Jim took her hand as she lowered it, and clasped it as he stared her seriously in the eyes for a moment. She was making the effort; and he found he couldn't do any less. "I can't promise anything, Mom. You know that. But I have the best crew in the 'fleet, and the best ship, and I don't believe in no-win scenarios."

"Neither did your father," she replied, softly-- still seeing him, not lost in misty memories.

"He didn't exactly lose, either," Jim replied, echoing Pike's words from three years before-- finally believing them. "We're still here, aren't we?"

Winona gripped his hand tightly, nodding, then let go of him. "Yes, we are," she echoed, then sank down on the roof, patting the space beside her.
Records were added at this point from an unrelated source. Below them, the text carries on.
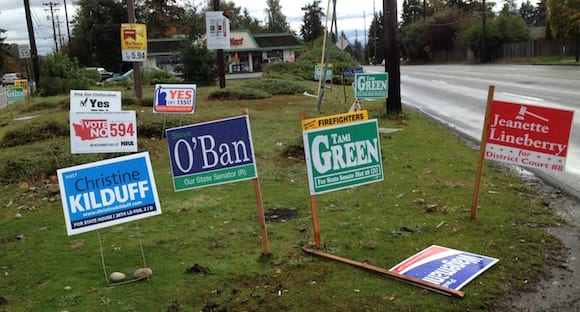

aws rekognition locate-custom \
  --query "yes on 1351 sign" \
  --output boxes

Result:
[70,111,137,154]
[166,116,258,191]
[485,101,574,171]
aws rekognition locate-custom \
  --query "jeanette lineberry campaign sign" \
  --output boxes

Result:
[485,101,574,171]
[389,245,499,290]
[153,84,197,114]
[166,116,258,191]
[70,111,137,154]
[57,152,161,236]
[302,119,383,195]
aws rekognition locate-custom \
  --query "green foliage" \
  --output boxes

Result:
[70,0,128,72]
[458,14,529,54]
[0,86,562,312]
[39,52,96,96]
[244,77,313,95]
[181,44,218,86]
[300,0,324,42]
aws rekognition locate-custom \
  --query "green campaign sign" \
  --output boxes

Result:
[6,87,26,103]
[354,73,389,99]
[302,119,383,195]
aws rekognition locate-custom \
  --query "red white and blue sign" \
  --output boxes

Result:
[57,152,161,236]
[153,84,197,114]
[389,245,499,290]
[166,116,258,191]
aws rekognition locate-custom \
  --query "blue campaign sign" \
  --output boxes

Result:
[389,245,499,290]
[342,66,364,77]
[57,152,161,235]
[166,116,258,191]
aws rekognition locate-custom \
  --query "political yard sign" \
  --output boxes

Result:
[153,84,197,114]
[389,245,499,290]
[166,116,258,191]
[57,152,161,236]
[485,101,574,172]
[354,73,389,100]
[70,111,137,154]
[70,90,121,112]
[302,119,383,195]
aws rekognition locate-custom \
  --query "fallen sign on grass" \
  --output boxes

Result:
[166,115,270,256]
[485,101,574,171]
[389,245,499,290]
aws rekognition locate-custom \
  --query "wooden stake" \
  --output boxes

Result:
[471,86,495,220]
[300,112,322,249]
[242,108,270,256]
[302,247,465,298]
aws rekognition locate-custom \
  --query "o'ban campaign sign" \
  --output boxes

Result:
[57,152,161,235]
[485,101,574,171]
[302,119,383,195]
[166,116,258,191]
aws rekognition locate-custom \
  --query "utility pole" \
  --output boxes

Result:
[383,0,403,116]
[213,0,226,89]
[24,0,40,88]
[373,0,378,65]
[42,1,58,52]
[127,0,143,99]
[62,0,72,56]
[481,0,487,63]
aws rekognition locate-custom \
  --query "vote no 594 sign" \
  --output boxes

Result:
[302,119,383,195]
[70,111,137,154]
[485,101,574,171]
[57,153,161,235]
[166,116,258,191]
[354,73,389,99]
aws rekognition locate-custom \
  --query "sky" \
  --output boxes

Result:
[0,0,394,55]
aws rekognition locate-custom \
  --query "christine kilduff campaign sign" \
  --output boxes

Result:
[389,245,499,290]
[57,152,161,235]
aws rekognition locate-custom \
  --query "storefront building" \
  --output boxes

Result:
[146,30,304,73]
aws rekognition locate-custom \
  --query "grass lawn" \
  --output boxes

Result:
[0,82,562,312]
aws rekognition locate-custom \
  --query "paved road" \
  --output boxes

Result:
[365,65,580,312]
[365,65,580,198]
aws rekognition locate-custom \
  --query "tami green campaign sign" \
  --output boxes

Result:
[354,73,389,99]
[302,119,383,195]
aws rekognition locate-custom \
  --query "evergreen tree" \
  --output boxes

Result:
[71,0,128,72]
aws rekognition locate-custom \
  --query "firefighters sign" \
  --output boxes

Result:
[485,101,574,171]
Feet stretched out in front of her, she turned her gaze outward again, this time toward the town rather than up at the stars.

"Did I ever tell you about the fight he got into the summer before we enlisted? It was a night a lot like this, a Saturday with the moon riding high, and we'd just come back from a party at the river..."

No, Jim thought idly, he'd never leave the past completely behind him. But there was more to it than the legacy of loss he'd always fixated on before; there was good there, too.

He dangled his feet off the roof next to his mother's and let the story wash over him.